I'm thinking about adding a Hydor Koralia Evo PowerHead, either the Evo 750, 1050 or 1400. The tank is 60 gallon, 48 x 12 footprint with mainly Msobo and Rusties, both are around 2". Only water circulation is from 2 AC110s, I keep water level fairly high so these really only disrupt the surface level.Would this be too much current for them? Which model would you guys recommend for a tank that size? There are a few reason I'm thinking about adding this; to prevent thermal laying, to provide current for the fish to swim in for a more enjoyable habitat and to stir up any waste that the filter intakes miss before it settles in the sand substrate. I was thinking about positioning on the side of the tank, in the front towards the bottom. My thinking was that this would provide a nice current throughout the front of the tank, pushing any waste to the intakes in the back of the tank.

What are your thoughts?


----------



## DJRansome (Oct 29, 2005)

What is the gph of the AC 110s? I use filtration as opposed to powerheads.


----------



## justinf67 (Jul 19, 2009)

DJ, they are rated at 500gph....


----------



## travisbundo (May 4, 2011)

935 GPH w/out air, I was looking at this model as well, I love the Hagen products that I currently own. The main turnoffs included the cost, $110 on Dr. Foster and Smith (2-3 times what I would pay for the Koralia) and the look of it. The adjustsments, tubes and different flows looked complicated. I want forward water movement, having a prefilter on it would not hurt, but I'm currently turning my tank over 17 times a hour so I should be okay in that department.


----------



## travisbundo (May 4, 2011)

Oh, I misunderstood you, I thought you were asking about the AC110 Powerheads. Yes they are 500, it is possible that I could modify one of the outputs so it is a tube output towards the bottom of the tank. Although that would remove all top of water movement on that side of the tank.


----------



## justinf67 (Jul 19, 2009)

U didnt put a link. But, in my opinion, a powerhead isnt necessary, but, it wont hurt anything. I used to have a very strong sump setup pushing heavy flow through the diy spraybar I made and the fish would play and swim in the current. So, it really depends on ur own preference.


----------



## DJRansome (Oct 29, 2005)

You have plenty of movement without a powerhead. The intakes at the bottom will suck up debris and the outflow at the top will create a circular flow.


----------



## mattrox (Jul 26, 2011)

I use a flow maker to create a current to mimic the strong currents in the lake.
See the vid for the kind of flow mbuna contend with.

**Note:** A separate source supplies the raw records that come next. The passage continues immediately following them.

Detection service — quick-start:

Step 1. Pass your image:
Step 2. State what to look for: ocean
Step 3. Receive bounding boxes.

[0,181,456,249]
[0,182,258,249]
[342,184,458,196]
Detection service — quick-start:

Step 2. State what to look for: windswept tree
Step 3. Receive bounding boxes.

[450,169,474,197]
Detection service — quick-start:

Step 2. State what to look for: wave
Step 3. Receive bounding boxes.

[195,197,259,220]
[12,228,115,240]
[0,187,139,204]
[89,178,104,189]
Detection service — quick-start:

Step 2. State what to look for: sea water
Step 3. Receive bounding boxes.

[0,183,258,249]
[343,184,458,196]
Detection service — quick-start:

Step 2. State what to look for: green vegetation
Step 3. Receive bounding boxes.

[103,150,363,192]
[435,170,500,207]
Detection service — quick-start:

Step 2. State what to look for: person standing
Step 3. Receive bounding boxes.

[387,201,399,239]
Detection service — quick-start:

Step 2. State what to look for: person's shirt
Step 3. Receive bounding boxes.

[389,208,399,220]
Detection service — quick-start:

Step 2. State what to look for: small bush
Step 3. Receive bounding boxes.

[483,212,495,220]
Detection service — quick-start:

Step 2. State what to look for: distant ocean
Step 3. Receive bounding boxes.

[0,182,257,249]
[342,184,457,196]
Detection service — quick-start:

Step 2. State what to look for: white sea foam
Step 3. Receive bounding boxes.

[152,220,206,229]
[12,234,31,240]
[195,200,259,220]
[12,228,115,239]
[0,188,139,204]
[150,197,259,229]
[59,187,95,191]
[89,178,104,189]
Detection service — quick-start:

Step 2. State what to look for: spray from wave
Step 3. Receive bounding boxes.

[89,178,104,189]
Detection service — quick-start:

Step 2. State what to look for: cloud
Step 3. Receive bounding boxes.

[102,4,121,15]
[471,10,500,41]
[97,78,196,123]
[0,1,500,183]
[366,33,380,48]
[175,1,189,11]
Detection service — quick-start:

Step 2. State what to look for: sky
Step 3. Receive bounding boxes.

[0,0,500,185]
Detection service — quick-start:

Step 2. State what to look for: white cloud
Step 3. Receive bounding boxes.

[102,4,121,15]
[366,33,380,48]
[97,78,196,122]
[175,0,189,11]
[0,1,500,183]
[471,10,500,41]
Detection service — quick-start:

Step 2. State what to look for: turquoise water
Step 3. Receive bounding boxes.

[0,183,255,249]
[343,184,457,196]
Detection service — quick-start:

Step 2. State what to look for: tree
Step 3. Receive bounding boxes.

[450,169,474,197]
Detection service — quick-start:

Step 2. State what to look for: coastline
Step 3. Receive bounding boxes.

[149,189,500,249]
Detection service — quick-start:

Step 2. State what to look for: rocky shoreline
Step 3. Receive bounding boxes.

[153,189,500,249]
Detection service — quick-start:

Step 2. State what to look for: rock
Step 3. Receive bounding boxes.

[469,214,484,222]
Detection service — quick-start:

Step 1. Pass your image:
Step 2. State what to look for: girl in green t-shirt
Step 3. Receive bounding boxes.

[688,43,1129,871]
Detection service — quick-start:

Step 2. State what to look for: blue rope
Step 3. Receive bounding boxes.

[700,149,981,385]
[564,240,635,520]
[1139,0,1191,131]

http://www.youtube.com/watch?v=fOMrfS2s ... r_embedded










This is the kind of surface movement i can get.









It had the advantage that water is not "sucked up" from a point source and the current is not directed out a small tube.

It does tend to blow debris arround, especially when the filter needs a clean. Mine is only a cheapie around AUD$20.


----------



## mokujin22 (Jan 19, 2010)

Additional flow, especially in a mbuna tank, will never hurt imo. Remember that most come from the shallow wave-washed zone of the lake, where there is extreme water movement.

I put supplemental powerheads/blowers in almost all my larger tanks. Besides keeping the tank cleaner and spreading aggression, it keeps the fish more active and healthier imo. Think of it like a hamster wheel for your fish.

Just make sure that it is not bad to the point that all the fish in the tank are hiding in one corner to avoid being blown around.


----------